Home > Events > Memory Learning under Partial Observability

Memory Learning under Partial Observability

Date
Thu, 25 Jun 2026 | 17:00 - 19:00
Location
Seminar Room 2
Speakers
Peter Koepernik (OpenAI)
Event Price
Free
Booking Required
Not required

Title: Memory Learning under Partial Observability

Abstract: When a reinforcement learning agent has access only to partial observations of its environment, optimal decision-making generally requires retaining and using information from the past. This work characterizes the properties a learned memory representation must satisfy for an optimal policy to be expressible as a function of that representation. Building on this, we introduce an auxiliary training objective that encourages deep reinforcement learning agents to learn such memory functions. Empirical results across a diverse set of environments demonstrate that this approach can substantially improve performance under partial observability.

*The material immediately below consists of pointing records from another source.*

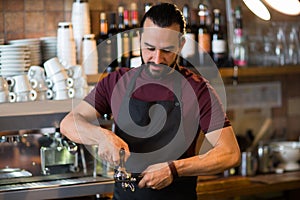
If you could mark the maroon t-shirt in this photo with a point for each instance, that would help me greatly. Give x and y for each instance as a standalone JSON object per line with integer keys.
{"x": 198, "y": 97}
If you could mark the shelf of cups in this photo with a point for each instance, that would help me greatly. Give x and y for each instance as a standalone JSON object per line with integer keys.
{"x": 251, "y": 71}
{"x": 261, "y": 71}
{"x": 34, "y": 114}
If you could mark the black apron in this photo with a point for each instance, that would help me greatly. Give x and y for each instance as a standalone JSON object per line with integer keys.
{"x": 181, "y": 188}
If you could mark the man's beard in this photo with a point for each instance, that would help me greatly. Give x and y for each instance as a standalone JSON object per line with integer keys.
{"x": 157, "y": 74}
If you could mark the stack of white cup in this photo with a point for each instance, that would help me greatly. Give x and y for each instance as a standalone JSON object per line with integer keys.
{"x": 20, "y": 85}
{"x": 5, "y": 95}
{"x": 58, "y": 80}
{"x": 80, "y": 81}
{"x": 89, "y": 54}
{"x": 37, "y": 78}
{"x": 81, "y": 24}
{"x": 66, "y": 48}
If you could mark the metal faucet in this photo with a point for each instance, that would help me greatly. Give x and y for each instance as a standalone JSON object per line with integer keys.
{"x": 122, "y": 176}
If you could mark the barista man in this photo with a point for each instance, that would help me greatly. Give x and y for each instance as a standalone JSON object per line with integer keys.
{"x": 158, "y": 95}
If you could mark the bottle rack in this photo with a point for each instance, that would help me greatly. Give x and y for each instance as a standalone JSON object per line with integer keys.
{"x": 34, "y": 115}
{"x": 45, "y": 114}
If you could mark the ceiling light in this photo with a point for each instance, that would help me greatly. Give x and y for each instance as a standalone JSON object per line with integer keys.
{"x": 258, "y": 8}
{"x": 288, "y": 7}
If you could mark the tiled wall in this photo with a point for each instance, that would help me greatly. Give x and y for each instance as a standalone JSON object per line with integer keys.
{"x": 38, "y": 18}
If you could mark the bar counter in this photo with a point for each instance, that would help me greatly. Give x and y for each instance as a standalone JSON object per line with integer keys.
{"x": 209, "y": 187}
{"x": 237, "y": 186}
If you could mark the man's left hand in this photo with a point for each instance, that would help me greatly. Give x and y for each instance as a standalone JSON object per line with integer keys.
{"x": 156, "y": 176}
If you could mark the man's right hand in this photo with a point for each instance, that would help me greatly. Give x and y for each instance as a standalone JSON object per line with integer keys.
{"x": 109, "y": 147}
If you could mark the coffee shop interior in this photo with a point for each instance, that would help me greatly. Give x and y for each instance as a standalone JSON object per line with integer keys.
{"x": 42, "y": 77}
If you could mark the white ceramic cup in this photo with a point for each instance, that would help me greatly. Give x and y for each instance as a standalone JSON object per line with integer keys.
{"x": 39, "y": 85}
{"x": 61, "y": 75}
{"x": 30, "y": 95}
{"x": 53, "y": 66}
{"x": 3, "y": 96}
{"x": 61, "y": 85}
{"x": 36, "y": 72}
{"x": 3, "y": 84}
{"x": 76, "y": 71}
{"x": 19, "y": 83}
{"x": 80, "y": 82}
{"x": 80, "y": 93}
{"x": 64, "y": 94}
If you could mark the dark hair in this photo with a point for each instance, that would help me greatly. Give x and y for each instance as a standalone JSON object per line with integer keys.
{"x": 164, "y": 15}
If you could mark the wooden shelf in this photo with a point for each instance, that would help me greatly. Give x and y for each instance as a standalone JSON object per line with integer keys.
{"x": 228, "y": 72}
{"x": 261, "y": 71}
{"x": 35, "y": 114}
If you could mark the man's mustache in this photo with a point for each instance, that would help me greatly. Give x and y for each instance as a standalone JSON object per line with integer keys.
{"x": 156, "y": 65}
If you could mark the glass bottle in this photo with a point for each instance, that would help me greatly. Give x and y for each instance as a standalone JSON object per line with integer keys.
{"x": 189, "y": 48}
{"x": 204, "y": 41}
{"x": 103, "y": 44}
{"x": 218, "y": 41}
{"x": 293, "y": 47}
{"x": 240, "y": 51}
{"x": 112, "y": 41}
{"x": 123, "y": 42}
{"x": 135, "y": 59}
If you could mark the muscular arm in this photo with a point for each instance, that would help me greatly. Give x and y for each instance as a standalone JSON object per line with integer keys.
{"x": 78, "y": 127}
{"x": 224, "y": 154}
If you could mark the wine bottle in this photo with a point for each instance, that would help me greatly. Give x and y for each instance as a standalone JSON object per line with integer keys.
{"x": 123, "y": 42}
{"x": 204, "y": 40}
{"x": 240, "y": 51}
{"x": 188, "y": 50}
{"x": 218, "y": 42}
{"x": 135, "y": 54}
{"x": 103, "y": 44}
{"x": 112, "y": 39}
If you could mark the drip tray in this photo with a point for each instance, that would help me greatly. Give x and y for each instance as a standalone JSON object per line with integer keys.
{"x": 53, "y": 183}
{"x": 15, "y": 174}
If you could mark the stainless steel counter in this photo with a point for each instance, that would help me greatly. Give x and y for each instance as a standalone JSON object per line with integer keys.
{"x": 64, "y": 188}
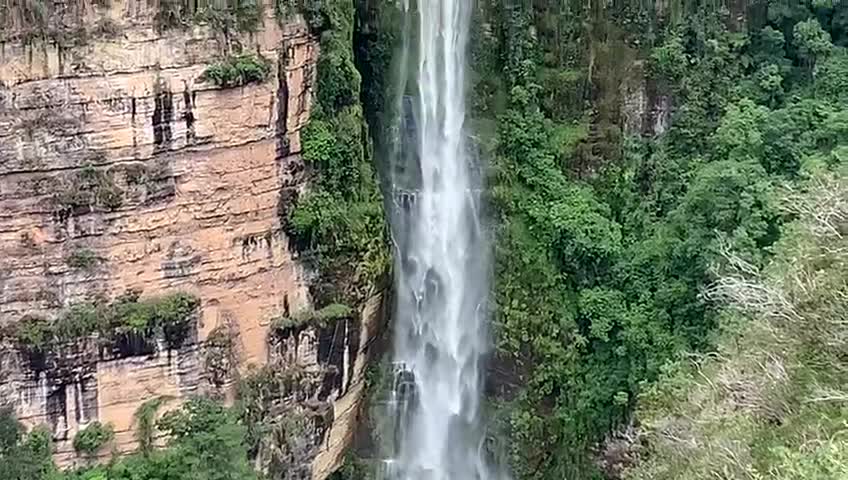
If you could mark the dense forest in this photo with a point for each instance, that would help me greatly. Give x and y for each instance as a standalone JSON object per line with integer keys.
{"x": 670, "y": 298}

Bio: Peter is a Research Scientist at OpenAI working on sub-quadratic attention mechanisms to improve long-context performance of large language models. He recently completed a DPhil in Statistics at Oxford, with research in probability theory, stochastic analysis, numerical SDE methods, and reinforcement learning under partial observability. More broadly, he is interested in how mathematical approaches can help make machine learning algorithms more scalable, robust, and useful.